6.824 2001 lecture 1

Opening
  design and construction of robust, high-performance server systems
  not just study, also actually build real systems
  understand and synthesize many O/S and dist sys ideas

Picture
  examples: airline reservation system, hotmail
  clients, lots of them
  abstract service box
  what's inside the service? hardware and s/w modules
    DB back end. web formatter front ends.
  easy for small systems

Challenges
  blueprint for course content

Performance on one machine
  s/w structure. modules vs interaction complexity.
  flow of control among all the activities.
  example: serve client2 while waiting for client1's disk data

Performance on clusters
  again, modules and interaction. example: bank xfer.
  s/w structure.
  danger of perf being dominated by comms costs, not cpu time.
    more servers -> less performance

Performance under high load
  Example: Starbucks.
    5 seconds to write down incoming request. 10 seconds to make it.
    max thruput at 4 drinks/minute.
    thruput goes to zero at 12 requests/minute.
    [graph: x=requests, y=output]
  Efficiency *decreases* with load -- bad.
  Careful system design to avoid this -- flat line at 4 drinks.
    Peets, for example.
  Better: build systems whose efficiency *increases* w/ load
    w/ e.g. batching, disk scheduling

Fault tolerance
  hardest problem is partial failure
  client failures don't affect service
  hardware or s/w modules
  1. give up, 2. wait for fix, 3. tolerate
  tolerance itself leads to complexity, bugs, potential failure

Consistency
  fault tolerance and performance often addressed with replication
  what if replicas diverge?
    airline seat reservations
    prevent or repair
  what if multi-step operation interrupted by a crash?
    bank xfer between machines

Security
  systems with good security are often *easier* to use
  want your service to be accessible by everybody
  hardening against outside attack
  for legitimate users
    accept deposits vs view balance
  who are you? authentication
    hard: what does identity mean?
    example: pub-key signed e-mail; verify sig is not enough
  what are you allowed to do? authorization
  privacy and anonymity
    send me complains/comments. i may want to reply!
    curious mixture of authentication and anonymity

We want to understand the individual techniques, and how to assemble them.

Course structure
  meetings: 1/2 lectures on fundamentals, 1/2 reading discussions
  research papers on ideas and working systems
  must read papers before class
  two exams
  Labs: build real servers. 5 of them. on our machines.
  Frank's office hours
  Project.

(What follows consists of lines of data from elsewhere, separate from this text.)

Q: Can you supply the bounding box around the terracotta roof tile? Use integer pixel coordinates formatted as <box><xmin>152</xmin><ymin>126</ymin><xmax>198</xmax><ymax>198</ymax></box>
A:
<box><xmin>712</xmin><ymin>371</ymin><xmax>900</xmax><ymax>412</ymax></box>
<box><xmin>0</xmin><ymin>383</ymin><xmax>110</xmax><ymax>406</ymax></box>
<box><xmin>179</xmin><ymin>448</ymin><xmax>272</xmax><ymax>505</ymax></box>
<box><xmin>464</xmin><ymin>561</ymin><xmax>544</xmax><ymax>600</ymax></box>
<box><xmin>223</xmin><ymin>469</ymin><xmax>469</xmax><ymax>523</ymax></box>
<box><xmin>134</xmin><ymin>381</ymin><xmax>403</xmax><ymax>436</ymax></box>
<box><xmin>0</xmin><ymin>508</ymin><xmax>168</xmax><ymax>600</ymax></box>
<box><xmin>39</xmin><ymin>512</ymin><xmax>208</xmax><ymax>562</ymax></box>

Programming and paper (in style of readings).
  programm committee
  Don't forget to sign up, read paper, do assignment

May be limited enrolment
  Depends on how many people end up taking it
  Will see after first assignment comes back

Topic: basic server software structure

Life-cycle of typical request, in server
  [draw this]
  accept connection from client
  read request from client
  find data on disk (or talk to back end DB)
  read data from disk
  write data over network to client
  
Could just wrap this in a big while() loop.
  Single program. Very simple! Look at the code in hand-out.
  Consequences?

Problem
  [draw this]
  Draw a time-line of when the CPU is busy
    Actually CPU, disk, network i/f?
    Explain "blocking" system calls.
  We're wasting CPU!
  We may have lots of work AND an idle system. Not good.
  s/w structure forces one-at-time processing
  How can we use the system's resources more efficiently?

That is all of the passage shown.